Photostructurable glass ceramic materials are used to make internal structures having internal functional surfaces defined during a photostructuring process. An entire volume is made of photostructurable material. For example, U.S. Pat. No. 6,783,920, by Livingston et al., entitled Photosensitive Glass Variable Laser Exposure Patterning Method, issued Aug. 31, 2004; U.S. Pat. No. 6,932,933, by Helvajian et al., entitled Ultraviolet Method of Embedding Structures in Photocerams; and U.S. Pat. No. 6,952,530, by Helvajian et al., entitled Integrated Glass Ceramic Systems, issued Oct. 4, 2005 teach the processing of photostructurable materials for making structures within a photostructurable volume. U.S. Pat. No. 6,830,221, by Janson et al., entitled Integrated Glass Ceramic Spacecraft, issued Dec. 14, 2004, teaches the encapsulation of the various devices within a glass ceramic volume which consists of several separate glass housing parts. However, a problem with such encapsulation is a required number of housing components integrated as a singular housing. These patents generally teach embedding photostructurable structures within a ceramic volume where the structures and volumes are all made of the photostructurable material. The encapsulation problem is similar to plastic injection machines where the two halves of a mold are pressed together, and hot plastic is injected through an injection port and conduit runners to cavities defining a desired plastic part.
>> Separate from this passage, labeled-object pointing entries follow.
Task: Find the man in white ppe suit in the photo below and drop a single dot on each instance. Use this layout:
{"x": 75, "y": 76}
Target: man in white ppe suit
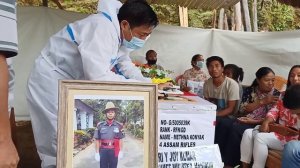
{"x": 87, "y": 49}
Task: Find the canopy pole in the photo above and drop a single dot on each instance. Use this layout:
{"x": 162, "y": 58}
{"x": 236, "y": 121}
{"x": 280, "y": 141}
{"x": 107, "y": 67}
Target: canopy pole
{"x": 45, "y": 3}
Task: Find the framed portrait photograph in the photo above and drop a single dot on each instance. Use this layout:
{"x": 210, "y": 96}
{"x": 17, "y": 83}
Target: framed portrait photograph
{"x": 107, "y": 124}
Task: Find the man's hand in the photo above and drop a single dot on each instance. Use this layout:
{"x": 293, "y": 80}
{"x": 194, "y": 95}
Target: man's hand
{"x": 8, "y": 154}
{"x": 97, "y": 157}
{"x": 165, "y": 85}
{"x": 264, "y": 127}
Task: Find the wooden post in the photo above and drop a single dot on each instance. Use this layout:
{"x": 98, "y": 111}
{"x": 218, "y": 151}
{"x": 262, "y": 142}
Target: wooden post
{"x": 254, "y": 10}
{"x": 238, "y": 17}
{"x": 221, "y": 19}
{"x": 226, "y": 27}
{"x": 183, "y": 16}
{"x": 246, "y": 15}
{"x": 214, "y": 19}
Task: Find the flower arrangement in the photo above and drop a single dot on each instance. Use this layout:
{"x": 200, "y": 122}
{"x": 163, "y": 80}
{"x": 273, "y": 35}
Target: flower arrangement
{"x": 157, "y": 75}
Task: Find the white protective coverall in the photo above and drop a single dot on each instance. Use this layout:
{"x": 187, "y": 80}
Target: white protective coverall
{"x": 88, "y": 53}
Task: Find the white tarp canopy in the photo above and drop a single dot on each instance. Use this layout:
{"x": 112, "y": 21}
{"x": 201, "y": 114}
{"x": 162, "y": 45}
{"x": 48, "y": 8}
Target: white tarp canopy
{"x": 175, "y": 47}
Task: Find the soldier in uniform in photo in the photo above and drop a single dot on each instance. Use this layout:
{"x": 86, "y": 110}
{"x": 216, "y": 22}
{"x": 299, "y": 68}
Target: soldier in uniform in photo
{"x": 109, "y": 135}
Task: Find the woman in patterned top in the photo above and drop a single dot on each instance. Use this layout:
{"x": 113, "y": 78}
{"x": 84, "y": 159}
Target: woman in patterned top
{"x": 265, "y": 139}
{"x": 256, "y": 101}
{"x": 195, "y": 73}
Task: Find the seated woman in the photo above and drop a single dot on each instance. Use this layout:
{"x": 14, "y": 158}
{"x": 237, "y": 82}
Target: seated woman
{"x": 236, "y": 73}
{"x": 256, "y": 101}
{"x": 291, "y": 152}
{"x": 194, "y": 74}
{"x": 259, "y": 142}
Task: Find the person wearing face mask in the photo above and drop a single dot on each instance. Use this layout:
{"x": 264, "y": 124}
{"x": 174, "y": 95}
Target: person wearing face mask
{"x": 108, "y": 138}
{"x": 151, "y": 58}
{"x": 195, "y": 75}
{"x": 87, "y": 49}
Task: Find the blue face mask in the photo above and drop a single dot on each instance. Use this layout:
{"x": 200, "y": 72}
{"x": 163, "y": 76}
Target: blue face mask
{"x": 200, "y": 64}
{"x": 135, "y": 43}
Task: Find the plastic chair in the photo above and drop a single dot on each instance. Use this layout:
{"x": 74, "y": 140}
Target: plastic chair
{"x": 280, "y": 83}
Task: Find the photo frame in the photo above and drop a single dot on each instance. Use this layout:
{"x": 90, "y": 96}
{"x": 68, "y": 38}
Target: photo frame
{"x": 82, "y": 104}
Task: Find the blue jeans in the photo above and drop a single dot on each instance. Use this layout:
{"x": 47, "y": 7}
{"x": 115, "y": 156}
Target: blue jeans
{"x": 291, "y": 155}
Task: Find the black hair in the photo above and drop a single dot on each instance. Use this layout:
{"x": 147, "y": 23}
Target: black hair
{"x": 237, "y": 72}
{"x": 149, "y": 52}
{"x": 194, "y": 58}
{"x": 289, "y": 83}
{"x": 214, "y": 58}
{"x": 261, "y": 72}
{"x": 137, "y": 13}
{"x": 291, "y": 98}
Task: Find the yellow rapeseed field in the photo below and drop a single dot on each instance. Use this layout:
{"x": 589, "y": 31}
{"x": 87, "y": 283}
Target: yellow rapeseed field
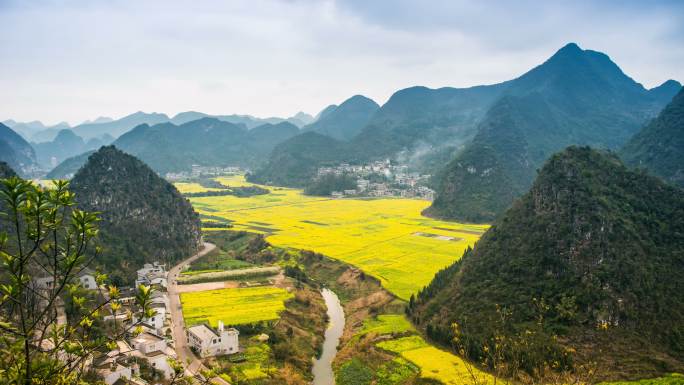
{"x": 233, "y": 306}
{"x": 436, "y": 363}
{"x": 387, "y": 238}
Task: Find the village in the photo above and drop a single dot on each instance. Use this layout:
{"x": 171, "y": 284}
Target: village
{"x": 381, "y": 179}
{"x": 147, "y": 351}
{"x": 198, "y": 171}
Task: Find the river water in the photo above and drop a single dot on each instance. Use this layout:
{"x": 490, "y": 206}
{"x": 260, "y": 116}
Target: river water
{"x": 322, "y": 368}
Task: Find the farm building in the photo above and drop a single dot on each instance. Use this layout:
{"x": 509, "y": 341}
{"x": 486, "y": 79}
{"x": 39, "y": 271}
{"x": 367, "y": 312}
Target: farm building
{"x": 209, "y": 342}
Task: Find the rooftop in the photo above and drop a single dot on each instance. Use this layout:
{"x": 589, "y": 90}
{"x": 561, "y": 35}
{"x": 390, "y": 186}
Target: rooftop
{"x": 203, "y": 331}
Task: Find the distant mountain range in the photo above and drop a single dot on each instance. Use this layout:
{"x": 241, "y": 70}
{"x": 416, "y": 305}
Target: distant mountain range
{"x": 37, "y": 132}
{"x": 659, "y": 146}
{"x": 345, "y": 121}
{"x": 295, "y": 161}
{"x": 65, "y": 145}
{"x": 576, "y": 97}
{"x": 6, "y": 171}
{"x": 16, "y": 151}
{"x": 167, "y": 147}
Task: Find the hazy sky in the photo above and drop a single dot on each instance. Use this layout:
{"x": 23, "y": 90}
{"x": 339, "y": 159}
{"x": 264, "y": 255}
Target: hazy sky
{"x": 76, "y": 60}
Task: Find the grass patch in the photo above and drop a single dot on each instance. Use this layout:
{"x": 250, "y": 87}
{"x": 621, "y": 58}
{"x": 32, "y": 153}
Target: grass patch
{"x": 386, "y": 324}
{"x": 228, "y": 275}
{"x": 376, "y": 235}
{"x": 434, "y": 363}
{"x": 233, "y": 306}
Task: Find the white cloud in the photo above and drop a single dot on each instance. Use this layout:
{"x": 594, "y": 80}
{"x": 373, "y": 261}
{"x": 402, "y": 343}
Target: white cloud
{"x": 264, "y": 57}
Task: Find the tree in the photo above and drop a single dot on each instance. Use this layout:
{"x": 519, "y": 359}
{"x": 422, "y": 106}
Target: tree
{"x": 45, "y": 244}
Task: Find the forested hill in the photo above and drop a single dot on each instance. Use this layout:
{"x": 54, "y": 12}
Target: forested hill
{"x": 6, "y": 171}
{"x": 16, "y": 151}
{"x": 295, "y": 161}
{"x": 593, "y": 253}
{"x": 167, "y": 147}
{"x": 576, "y": 97}
{"x": 659, "y": 147}
{"x": 346, "y": 120}
{"x": 144, "y": 218}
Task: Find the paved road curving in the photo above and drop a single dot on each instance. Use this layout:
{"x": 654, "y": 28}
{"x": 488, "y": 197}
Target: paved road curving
{"x": 193, "y": 365}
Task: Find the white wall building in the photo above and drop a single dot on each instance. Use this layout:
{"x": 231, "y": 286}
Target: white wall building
{"x": 87, "y": 279}
{"x": 154, "y": 349}
{"x": 209, "y": 342}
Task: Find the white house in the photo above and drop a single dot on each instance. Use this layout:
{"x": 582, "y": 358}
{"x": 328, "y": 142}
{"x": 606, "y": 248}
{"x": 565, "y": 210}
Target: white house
{"x": 148, "y": 343}
{"x": 154, "y": 349}
{"x": 209, "y": 342}
{"x": 152, "y": 274}
{"x": 116, "y": 365}
{"x": 87, "y": 279}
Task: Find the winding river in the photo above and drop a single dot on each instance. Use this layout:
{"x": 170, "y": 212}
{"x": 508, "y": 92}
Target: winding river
{"x": 322, "y": 368}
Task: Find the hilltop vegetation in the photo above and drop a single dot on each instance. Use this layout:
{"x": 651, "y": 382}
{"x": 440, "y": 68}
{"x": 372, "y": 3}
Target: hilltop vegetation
{"x": 592, "y": 254}
{"x": 15, "y": 151}
{"x": 207, "y": 141}
{"x": 68, "y": 168}
{"x": 659, "y": 147}
{"x": 576, "y": 97}
{"x": 144, "y": 218}
{"x": 345, "y": 121}
{"x": 295, "y": 161}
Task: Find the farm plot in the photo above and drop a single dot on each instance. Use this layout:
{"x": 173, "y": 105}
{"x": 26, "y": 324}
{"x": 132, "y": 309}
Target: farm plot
{"x": 375, "y": 235}
{"x": 233, "y": 306}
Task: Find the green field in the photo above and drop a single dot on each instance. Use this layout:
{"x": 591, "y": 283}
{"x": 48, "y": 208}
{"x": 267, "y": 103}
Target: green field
{"x": 233, "y": 306}
{"x": 387, "y": 238}
{"x": 436, "y": 363}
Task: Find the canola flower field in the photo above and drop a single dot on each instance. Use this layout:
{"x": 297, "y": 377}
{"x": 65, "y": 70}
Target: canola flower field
{"x": 386, "y": 238}
{"x": 434, "y": 363}
{"x": 233, "y": 306}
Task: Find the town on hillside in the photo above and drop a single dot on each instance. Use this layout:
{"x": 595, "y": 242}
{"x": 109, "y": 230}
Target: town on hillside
{"x": 381, "y": 179}
{"x": 148, "y": 348}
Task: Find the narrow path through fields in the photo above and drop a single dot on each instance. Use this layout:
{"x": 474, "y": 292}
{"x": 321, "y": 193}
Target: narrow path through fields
{"x": 193, "y": 365}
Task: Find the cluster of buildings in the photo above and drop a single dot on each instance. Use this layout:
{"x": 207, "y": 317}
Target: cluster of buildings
{"x": 148, "y": 345}
{"x": 198, "y": 171}
{"x": 381, "y": 179}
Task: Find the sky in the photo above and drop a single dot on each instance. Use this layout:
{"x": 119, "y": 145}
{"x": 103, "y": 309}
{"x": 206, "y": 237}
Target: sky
{"x": 73, "y": 60}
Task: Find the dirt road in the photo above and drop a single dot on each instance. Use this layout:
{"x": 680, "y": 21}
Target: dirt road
{"x": 193, "y": 365}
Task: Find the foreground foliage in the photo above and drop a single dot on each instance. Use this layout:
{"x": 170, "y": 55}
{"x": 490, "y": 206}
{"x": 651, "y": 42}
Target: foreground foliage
{"x": 51, "y": 326}
{"x": 144, "y": 218}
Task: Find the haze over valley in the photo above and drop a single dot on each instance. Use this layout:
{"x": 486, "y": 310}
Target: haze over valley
{"x": 342, "y": 193}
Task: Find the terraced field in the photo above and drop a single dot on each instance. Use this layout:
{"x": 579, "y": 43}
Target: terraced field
{"x": 387, "y": 238}
{"x": 233, "y": 306}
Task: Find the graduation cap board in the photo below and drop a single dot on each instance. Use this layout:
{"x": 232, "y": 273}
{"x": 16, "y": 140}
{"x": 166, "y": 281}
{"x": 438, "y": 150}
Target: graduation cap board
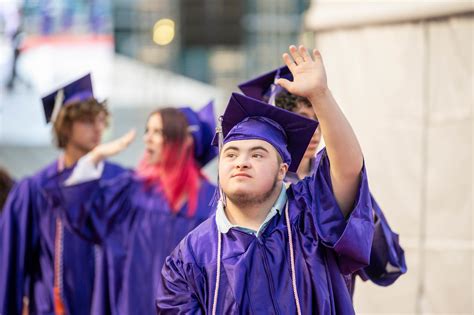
{"x": 76, "y": 91}
{"x": 263, "y": 87}
{"x": 248, "y": 118}
{"x": 202, "y": 125}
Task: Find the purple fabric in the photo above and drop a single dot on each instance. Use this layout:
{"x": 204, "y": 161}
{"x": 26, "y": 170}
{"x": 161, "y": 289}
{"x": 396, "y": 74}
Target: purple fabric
{"x": 78, "y": 90}
{"x": 298, "y": 130}
{"x": 27, "y": 233}
{"x": 385, "y": 246}
{"x": 255, "y": 272}
{"x": 136, "y": 232}
{"x": 264, "y": 129}
{"x": 260, "y": 87}
{"x": 203, "y": 124}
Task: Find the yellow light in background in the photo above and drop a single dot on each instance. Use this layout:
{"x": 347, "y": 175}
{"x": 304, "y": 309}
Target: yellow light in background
{"x": 163, "y": 32}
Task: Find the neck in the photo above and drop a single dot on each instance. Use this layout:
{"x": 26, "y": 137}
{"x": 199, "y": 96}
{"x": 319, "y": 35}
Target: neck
{"x": 72, "y": 154}
{"x": 305, "y": 168}
{"x": 251, "y": 214}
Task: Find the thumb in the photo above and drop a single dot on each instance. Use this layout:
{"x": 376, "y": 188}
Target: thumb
{"x": 284, "y": 83}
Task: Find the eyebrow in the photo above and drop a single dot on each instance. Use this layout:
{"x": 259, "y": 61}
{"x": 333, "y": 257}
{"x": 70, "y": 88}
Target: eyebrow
{"x": 251, "y": 149}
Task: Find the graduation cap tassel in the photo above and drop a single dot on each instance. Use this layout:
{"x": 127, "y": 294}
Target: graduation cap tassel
{"x": 292, "y": 261}
{"x": 58, "y": 102}
{"x": 219, "y": 193}
{"x": 218, "y": 273}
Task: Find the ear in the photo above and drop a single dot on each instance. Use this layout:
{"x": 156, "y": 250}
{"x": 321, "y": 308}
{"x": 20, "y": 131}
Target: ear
{"x": 282, "y": 171}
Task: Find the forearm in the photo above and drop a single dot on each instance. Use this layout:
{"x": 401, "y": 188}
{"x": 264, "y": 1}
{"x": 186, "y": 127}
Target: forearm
{"x": 343, "y": 149}
{"x": 342, "y": 145}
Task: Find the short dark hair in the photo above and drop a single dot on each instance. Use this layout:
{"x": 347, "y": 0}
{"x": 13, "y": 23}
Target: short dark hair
{"x": 86, "y": 110}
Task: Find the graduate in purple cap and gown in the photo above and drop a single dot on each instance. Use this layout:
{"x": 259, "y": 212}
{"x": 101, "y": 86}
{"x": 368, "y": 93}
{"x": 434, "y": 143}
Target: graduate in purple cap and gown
{"x": 271, "y": 249}
{"x": 387, "y": 261}
{"x": 147, "y": 211}
{"x": 41, "y": 261}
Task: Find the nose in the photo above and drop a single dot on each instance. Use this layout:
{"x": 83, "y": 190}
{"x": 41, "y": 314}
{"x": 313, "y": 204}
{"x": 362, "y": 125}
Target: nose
{"x": 242, "y": 162}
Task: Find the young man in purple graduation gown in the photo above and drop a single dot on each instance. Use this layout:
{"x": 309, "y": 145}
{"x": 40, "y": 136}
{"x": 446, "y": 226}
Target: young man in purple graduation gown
{"x": 387, "y": 261}
{"x": 146, "y": 211}
{"x": 39, "y": 258}
{"x": 271, "y": 249}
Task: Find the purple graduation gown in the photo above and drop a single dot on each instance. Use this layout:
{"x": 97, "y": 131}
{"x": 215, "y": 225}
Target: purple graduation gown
{"x": 27, "y": 250}
{"x": 255, "y": 273}
{"x": 386, "y": 250}
{"x": 136, "y": 232}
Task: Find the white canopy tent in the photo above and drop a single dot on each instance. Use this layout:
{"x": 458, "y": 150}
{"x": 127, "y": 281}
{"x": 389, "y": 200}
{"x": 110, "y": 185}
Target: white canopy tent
{"x": 403, "y": 73}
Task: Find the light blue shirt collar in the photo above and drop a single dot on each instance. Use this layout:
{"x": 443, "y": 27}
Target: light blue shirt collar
{"x": 224, "y": 225}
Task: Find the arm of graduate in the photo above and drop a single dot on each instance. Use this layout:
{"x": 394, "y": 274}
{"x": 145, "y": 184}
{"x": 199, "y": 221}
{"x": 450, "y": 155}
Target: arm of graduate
{"x": 176, "y": 293}
{"x": 18, "y": 236}
{"x": 339, "y": 195}
{"x": 387, "y": 258}
{"x": 89, "y": 204}
{"x": 343, "y": 149}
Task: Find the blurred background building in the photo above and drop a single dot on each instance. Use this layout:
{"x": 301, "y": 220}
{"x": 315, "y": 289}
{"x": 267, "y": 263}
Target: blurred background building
{"x": 401, "y": 70}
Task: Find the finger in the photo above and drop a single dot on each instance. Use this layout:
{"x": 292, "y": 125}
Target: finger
{"x": 289, "y": 62}
{"x": 317, "y": 55}
{"x": 304, "y": 53}
{"x": 284, "y": 83}
{"x": 295, "y": 54}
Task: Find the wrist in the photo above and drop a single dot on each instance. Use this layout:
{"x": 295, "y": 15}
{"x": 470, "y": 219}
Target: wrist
{"x": 320, "y": 95}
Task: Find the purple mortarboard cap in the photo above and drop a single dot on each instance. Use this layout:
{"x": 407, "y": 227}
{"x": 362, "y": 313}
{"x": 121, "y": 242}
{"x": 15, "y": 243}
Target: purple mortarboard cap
{"x": 79, "y": 90}
{"x": 263, "y": 87}
{"x": 202, "y": 125}
{"x": 247, "y": 118}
The photostructurable glass ceramics are a class of materials that may be patterned in two dimensions by masks and lithography or in three dimensions by laser direct-write processing patterning. The patterning process may entail the site selective photo exposure of the material after which the material may undergo a baking step to realize the exposure effects. With a certain bake protocol, there is the in-situ growth of a crystalline phase in the exposed regions. For a specific protocol, the crystalline material is found to be etchable in dilute hydrofluoric acid, while for another bake protocol, it is not etchable. The etchable crystalline phase can be etched in excess of 30-50 times faster than the unexposed material and thereby allows for patterned structures to have aspect ratios that can exceed 50:1.
The prior photostructurable manufacturing processes do not provide a processing approach by which delicate structures and devices can be disposed in the volume for enabling functional interconnections fashioned within a protective volume. These and other disadvantages may be solved or reduced using the invention.